Last week, the driver of a speeding Tesla Model 3 lost control on Toronto’s Lakeshore Boulevard and crashed the car, which caught fire. A bystander was able to break a side window, and one occupant climbed or was pulled out — the other four, who may have been trapped inside or were immobilized by their injuries, perished tragically. Part of the battery pack was thrown clear of the vehicle by the violence of the collision. Fire fighters buried the “hot” battery component in sand in a dumpster, and it was carted away for safeguarding. Experience gained with lithium-ion batteries in small mobile devices like scooters indicates that they can re-ignite spontaneously over the next few days. (Note: the Model 3 features software that permits the vehicle owner to limit its top speed and reduce acceleration, as well as impose a form of curfew, when it is lent to a less experienced or more risk-taking driver.)
EV fires burn at much higher temperatures than fires in conventional vehicles. And lithium-ion batteries do not require external oxygen to burn. You do not “smother” a lithium-ion battery fire by pouring water over it to deprive the fire of oxygen. The objective of spraying water on an Li battery fire is to cool the battery pack to below the temperature where it experiences a “thermal runaway.” The APA has been told that some lithium-ion batteries may be more prone to thermal runaway than others. The LFP battery chemistry used on some Tesla vehicles that were imported to Canada from China is reported to be more resistant to thermal runaway than the NCA battery chemistry used in the majority of EVs. NCA batteries offer superior performance to LFP.
The frequency of EV fires is low in comparison to gasoline vehicles, but that is only part of the story. EV fires are of concern because their chemistry, intensity and suppression are very different from a typical gasoline vehicle fire. In Canada there is no central registry that captures all vehicle fires. Based on reports from provincial regulators and insurance companies, Transport Canada has estimated from that there are about 10,000 vehicle fires a year in Canada from all causes. Of those, less than 200 a year are considered potential vehicle safety defects and reported to Transport Canada.

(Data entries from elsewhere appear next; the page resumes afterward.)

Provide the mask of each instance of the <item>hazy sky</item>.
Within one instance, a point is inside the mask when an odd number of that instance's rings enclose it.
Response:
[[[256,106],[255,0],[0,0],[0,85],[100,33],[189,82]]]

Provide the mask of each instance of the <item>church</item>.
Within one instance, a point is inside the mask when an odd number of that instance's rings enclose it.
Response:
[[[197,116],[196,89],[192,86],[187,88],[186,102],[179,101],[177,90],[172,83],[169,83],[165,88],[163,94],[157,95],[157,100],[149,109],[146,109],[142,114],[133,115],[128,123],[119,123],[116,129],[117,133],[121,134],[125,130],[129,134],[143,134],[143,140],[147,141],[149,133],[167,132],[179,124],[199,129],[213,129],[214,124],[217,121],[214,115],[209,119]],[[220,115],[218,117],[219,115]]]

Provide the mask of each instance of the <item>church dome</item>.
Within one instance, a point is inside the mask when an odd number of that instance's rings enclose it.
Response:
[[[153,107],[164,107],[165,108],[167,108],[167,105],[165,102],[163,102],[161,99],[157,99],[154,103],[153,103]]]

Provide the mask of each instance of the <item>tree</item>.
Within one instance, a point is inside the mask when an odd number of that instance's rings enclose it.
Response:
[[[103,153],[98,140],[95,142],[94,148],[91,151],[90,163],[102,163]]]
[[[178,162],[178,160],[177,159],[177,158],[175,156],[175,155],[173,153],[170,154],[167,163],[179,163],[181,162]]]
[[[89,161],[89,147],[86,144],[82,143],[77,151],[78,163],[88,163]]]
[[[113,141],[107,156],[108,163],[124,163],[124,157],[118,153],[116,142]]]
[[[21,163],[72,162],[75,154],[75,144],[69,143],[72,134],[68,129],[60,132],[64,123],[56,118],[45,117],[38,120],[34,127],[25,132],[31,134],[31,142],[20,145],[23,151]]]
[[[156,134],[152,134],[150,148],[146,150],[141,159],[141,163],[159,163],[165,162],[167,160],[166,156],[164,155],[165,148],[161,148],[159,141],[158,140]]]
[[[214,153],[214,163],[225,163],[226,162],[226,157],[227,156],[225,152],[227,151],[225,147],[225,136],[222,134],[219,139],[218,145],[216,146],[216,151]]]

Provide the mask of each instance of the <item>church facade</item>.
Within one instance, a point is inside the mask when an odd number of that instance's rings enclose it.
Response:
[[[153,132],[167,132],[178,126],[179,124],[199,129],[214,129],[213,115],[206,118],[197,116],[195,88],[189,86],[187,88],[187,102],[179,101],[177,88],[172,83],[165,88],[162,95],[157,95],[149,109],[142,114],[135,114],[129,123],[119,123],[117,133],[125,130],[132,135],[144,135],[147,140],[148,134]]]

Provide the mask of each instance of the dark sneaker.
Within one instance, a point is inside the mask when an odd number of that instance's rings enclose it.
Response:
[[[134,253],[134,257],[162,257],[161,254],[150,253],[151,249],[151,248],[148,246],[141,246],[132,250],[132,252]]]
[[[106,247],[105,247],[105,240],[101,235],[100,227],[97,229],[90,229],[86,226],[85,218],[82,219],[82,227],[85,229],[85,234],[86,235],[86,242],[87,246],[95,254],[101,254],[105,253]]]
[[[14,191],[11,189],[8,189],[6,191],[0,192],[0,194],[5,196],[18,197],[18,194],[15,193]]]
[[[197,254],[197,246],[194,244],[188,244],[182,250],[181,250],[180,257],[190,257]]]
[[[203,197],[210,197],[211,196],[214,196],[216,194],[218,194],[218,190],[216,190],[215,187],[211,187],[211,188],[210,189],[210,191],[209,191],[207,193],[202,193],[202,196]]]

Given the increasing presence of EVs in the vehicle fleet, there is an obvious need for better reporting to Transport Canada’s defect investigations service. Several years ago, Transport Canada conducted a consultation that looked at requiring the automakers to report safety-related complaints to the government regulator so defect patterns would emerge more quickly. So far that hasn’t happened. It’s time the automakers were required to share their information on emerging safety defects with Transport Canada — when it comes their EV battery suppliers, the automakers are already doing it in Korea.